No, don't write/debug/maintain code to do something that the OS is already very good at.
Unless there are specific reasons to the contrary, (eg. outstanding transactions to be commited, files to flush, connections to be closed), I don't bother writing code to do something that the OS is going to do anyway. If a dtor does nothing special, why bother calling it?
Many developers put in a lot of effort into deleting/destroying/freeing/terminating stuff at app close time - a load of effort to avoid some spurious 'leak report' on app shutdown from a memory manager that is itself about to be destroyed.
I think you're probably right, but I personally would consider it poor coding and bad practise to rely on the system and would ensure my code always tidied properly whe shutting down.

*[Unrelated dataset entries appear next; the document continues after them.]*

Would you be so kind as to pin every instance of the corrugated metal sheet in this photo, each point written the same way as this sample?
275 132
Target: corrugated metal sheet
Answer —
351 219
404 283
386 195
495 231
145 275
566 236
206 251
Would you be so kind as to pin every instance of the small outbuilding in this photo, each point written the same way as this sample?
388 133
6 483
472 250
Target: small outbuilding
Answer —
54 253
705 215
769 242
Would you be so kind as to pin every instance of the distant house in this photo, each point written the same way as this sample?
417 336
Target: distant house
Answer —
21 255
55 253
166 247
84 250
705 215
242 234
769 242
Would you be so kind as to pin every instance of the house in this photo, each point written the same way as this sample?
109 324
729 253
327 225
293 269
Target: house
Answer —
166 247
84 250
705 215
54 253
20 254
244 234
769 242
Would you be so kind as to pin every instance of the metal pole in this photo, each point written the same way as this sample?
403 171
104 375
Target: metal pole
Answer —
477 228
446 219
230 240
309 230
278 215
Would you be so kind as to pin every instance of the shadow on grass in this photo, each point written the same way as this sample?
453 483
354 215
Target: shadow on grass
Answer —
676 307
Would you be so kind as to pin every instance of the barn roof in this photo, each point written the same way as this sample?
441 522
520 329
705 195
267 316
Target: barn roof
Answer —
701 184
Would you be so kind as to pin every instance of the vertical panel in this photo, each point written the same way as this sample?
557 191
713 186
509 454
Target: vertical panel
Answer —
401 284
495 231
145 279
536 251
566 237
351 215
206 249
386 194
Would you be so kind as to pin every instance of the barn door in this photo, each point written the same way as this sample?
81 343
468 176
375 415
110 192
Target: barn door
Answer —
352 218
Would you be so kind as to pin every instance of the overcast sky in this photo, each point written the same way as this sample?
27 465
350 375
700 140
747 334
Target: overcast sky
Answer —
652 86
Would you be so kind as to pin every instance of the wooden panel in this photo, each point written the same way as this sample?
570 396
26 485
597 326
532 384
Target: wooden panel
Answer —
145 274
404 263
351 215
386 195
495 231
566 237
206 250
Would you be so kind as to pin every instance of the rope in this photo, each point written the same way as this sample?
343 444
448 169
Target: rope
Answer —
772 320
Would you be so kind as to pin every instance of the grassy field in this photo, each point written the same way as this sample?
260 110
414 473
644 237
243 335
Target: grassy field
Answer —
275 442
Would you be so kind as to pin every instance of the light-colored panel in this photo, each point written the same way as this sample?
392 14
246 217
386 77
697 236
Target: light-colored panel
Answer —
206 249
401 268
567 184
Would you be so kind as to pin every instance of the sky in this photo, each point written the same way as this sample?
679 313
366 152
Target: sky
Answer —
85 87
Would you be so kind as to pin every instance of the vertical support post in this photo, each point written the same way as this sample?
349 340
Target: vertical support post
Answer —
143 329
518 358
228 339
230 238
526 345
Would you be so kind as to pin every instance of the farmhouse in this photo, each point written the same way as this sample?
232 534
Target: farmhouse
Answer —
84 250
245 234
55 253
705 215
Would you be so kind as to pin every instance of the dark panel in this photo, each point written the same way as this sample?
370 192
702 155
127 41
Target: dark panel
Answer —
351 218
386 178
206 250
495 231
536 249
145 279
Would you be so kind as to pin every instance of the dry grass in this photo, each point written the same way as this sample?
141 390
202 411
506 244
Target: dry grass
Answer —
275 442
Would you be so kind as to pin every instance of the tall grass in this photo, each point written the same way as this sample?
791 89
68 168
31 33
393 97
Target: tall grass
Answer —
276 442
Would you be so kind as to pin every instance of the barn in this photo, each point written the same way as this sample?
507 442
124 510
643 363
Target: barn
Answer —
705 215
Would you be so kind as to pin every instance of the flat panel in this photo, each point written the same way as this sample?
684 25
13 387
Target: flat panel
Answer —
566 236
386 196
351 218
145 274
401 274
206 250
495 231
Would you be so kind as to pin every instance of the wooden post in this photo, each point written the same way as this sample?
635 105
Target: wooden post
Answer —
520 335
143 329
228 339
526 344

There is no one right answer. Most of the time, it probably doesn't
matter, but there are destructors which do something important, beyond
just freeing memory (I have one which deletes temporary files), which
argues in favor of cleanup; on the other hand, destructing such objects
may lead to order of destruction issues, if the objects are used by
destructors of other objects. My general rule is to not destruct,
unless the destructor does something more than just free memory, but
others may prefer a different set of defaults.
In addition to the destructors not being executed (as sharptooth pointer out), it's also worthwhile to delete global objects to make memory checkers happy. Especially if your code is in a shared library - you don't want to clutter their memory checker (say, Valgrind) output just because you didn't delete properly.
.. then there's those cases where you definitely don't want the dtor's called at all before the OS terminates the process, eg:
1) When the dtor does not work properly because it tries to terminate a thread, fails and blocks on the thread handle or other signal, (the perennial 'join/waitFor' deadlock) - the cause off 99% of all household 'my app will not close down cleanly' posts.
2) When the dtor does not work properly because it's just bad anyway and buried in a library.
3) Where the memory must outlive the process threads else there will be segfaults/AV on close, (eg. pools of buffer objects that threads may well be writing to at close time).
4) Any other 'special cases' where the destruction of the object/s has to be left to the OS.
There are so many 'special cases' that I regard 'cleaning up' shutdown code as the special case.